It is roughly said that the two hardest problems in computer science are caching, naming things and off-by-1 errors. This amusing saying also extends to programming and web development. In this blog post, I will begin by touching upon the first problem above, caching, as related to web browsing in general, and then I will give some examples of how website owners can utilize caching to their advantage.
Caching, as related to computers and the web, is a classical speed vs. size tradeoff — the more data that you can hold locally, the faster you can access that data. Caching is commonly done by most web browsers to eliminate any need for repeated data transfers/downloads. For example, if the browser has the latest copy of an image from a website, it shouldn’t need to download it again, as it will take more time to reacquire the image instead of just using the local copy.
If the above explanation isn’t very clear, there is a decent real world example that you can visualize: the refrigerator. A refrigerator is a cache for food. It would take you longer to go to a grocery store and pick up some milk, than if it were already in your fridge ready for you to use on demand.
Even though computers on the Internet interact/communicate mind-numbingly fast, where delays are typically measured in milliseconds, data transfer over vast interconnected computer networks (e.g. the Internet) does indeed take measurable time and those delays can add up to a sluggish web browsing experience, just like unexpectedly driving to the grocery store can delay dinner time.

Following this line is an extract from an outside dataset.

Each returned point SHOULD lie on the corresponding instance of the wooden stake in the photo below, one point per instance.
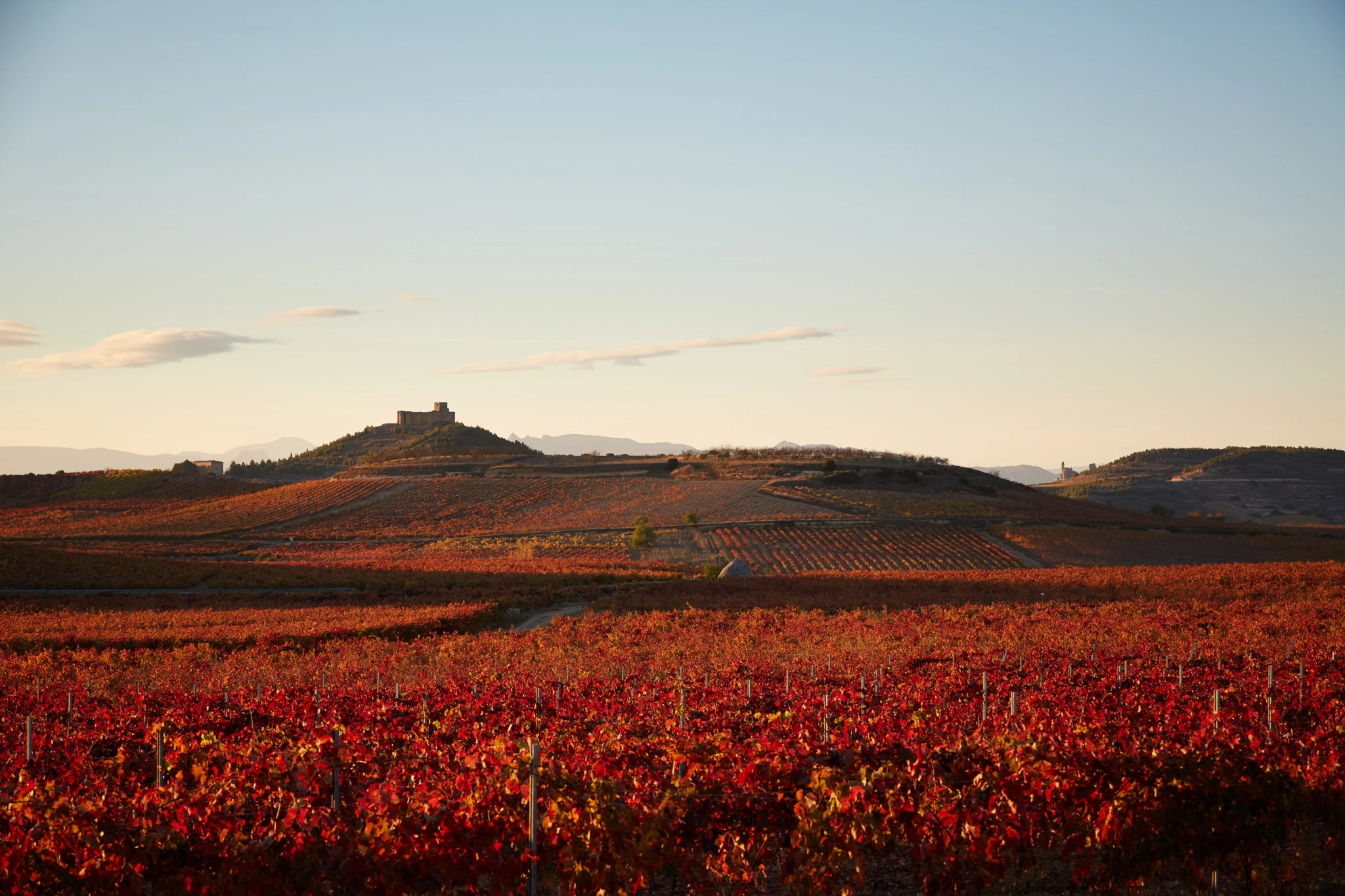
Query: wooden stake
(337, 771)
(531, 820)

As with the refrigerator example above, your browser/computer isn’t the only cache to consider. The grocery store is also a cache, a bigger cache, and they get their food from other sources located at even greater distances. If the store is out of milk, you would have to wait for milk to arrive, or try a different store – perhaps further away in a different town.

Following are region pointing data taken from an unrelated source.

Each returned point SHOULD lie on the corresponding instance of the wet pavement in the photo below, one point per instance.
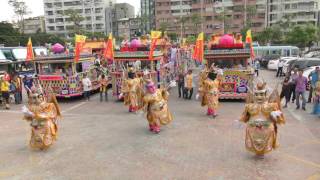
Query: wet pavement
(103, 141)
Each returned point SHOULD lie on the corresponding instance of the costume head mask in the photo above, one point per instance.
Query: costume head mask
(131, 73)
(151, 88)
(212, 75)
(36, 98)
(260, 93)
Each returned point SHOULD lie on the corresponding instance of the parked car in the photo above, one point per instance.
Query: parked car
(303, 63)
(273, 64)
(288, 62)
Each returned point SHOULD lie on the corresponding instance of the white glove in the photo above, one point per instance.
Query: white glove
(27, 112)
(276, 114)
(197, 96)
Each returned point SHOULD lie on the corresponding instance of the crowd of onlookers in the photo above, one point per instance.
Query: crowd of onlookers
(11, 87)
(295, 87)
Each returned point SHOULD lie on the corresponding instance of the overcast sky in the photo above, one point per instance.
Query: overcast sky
(36, 7)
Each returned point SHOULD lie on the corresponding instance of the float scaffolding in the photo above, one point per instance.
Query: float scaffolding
(141, 62)
(63, 75)
(233, 58)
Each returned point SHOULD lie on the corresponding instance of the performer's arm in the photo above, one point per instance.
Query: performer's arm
(245, 117)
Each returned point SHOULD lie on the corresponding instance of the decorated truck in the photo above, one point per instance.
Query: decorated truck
(233, 57)
(63, 75)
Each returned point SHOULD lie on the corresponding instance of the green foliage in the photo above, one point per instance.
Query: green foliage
(191, 39)
(285, 33)
(163, 27)
(11, 37)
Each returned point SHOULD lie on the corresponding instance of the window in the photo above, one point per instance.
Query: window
(51, 20)
(51, 28)
(48, 5)
(99, 18)
(50, 13)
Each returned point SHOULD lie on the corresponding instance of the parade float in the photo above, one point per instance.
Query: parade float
(231, 55)
(137, 55)
(64, 75)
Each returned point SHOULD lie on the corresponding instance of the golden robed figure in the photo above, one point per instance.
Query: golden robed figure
(262, 115)
(42, 116)
(132, 91)
(155, 103)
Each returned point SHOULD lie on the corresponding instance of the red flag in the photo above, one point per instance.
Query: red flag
(30, 55)
(108, 51)
(155, 35)
(199, 48)
(79, 41)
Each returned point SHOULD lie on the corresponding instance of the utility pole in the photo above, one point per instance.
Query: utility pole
(181, 11)
(201, 15)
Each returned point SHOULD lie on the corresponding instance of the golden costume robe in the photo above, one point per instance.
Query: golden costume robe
(261, 131)
(203, 77)
(211, 89)
(45, 120)
(132, 89)
(157, 107)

Similar to waiting for milk to arrive at the store, some times web servers take an excessive amount of time to compile all the data that is needed to deliver the web page that you are trying to access. This delay is typically caused by an overloaded server – a server that is requested to serve more page views than its ability to meet that demand. Chances are that you are waiting for the milk to arrive at the store because the demand for milk has increased, while the supply has not, causing the store to be out of milk when you wanted it.
While a grocery store can simply do inventory management, and stock more milk based on demand trends, a web server is typically fixed in the amount of space it has and data it can process.
How can my website serve more viewers?
However, if you have a website, and you find that you have excess space (disk storage) available to you, what can you do to help satisfy the demand of your viewers? Well, start caching!
If your site is image/video heavy, a Content Delivery Network (CDN) can help distribute the load. The CDN servers contain a local cache of your content, and the closest/fastest server to the viewer is the one that sends the data. While a CDN is basically load balancing, the fundamental concept of caching still applies.
If your site is static-content heavy, for example a WordPress based blog with many posts and many viewers, page level caching can help speed things up. Plugins such as W3 Total Cache (W3TC) and WP Super Cache are pretty popular/notable WordPress plugins. There are also content management systems with layered caching built right in, such as MODX.
If you have more control over your web server environment, using code caching (such as APC for PHP) and database caching (such as Memcached) can also help increase the amount of traffic your dynamic site can handle.
When shouldn’t you use caching?
Well, if you are trying to host a non-trivial website (anything more than a 5-10 page static brochure style website) on a cheap “$1.99/month” type hosting package, chances are all the caching in the world is not going to help, and might actually hurt your site/account by eating up more of those “unlimited” resources than the hosting provider anticipates/allows.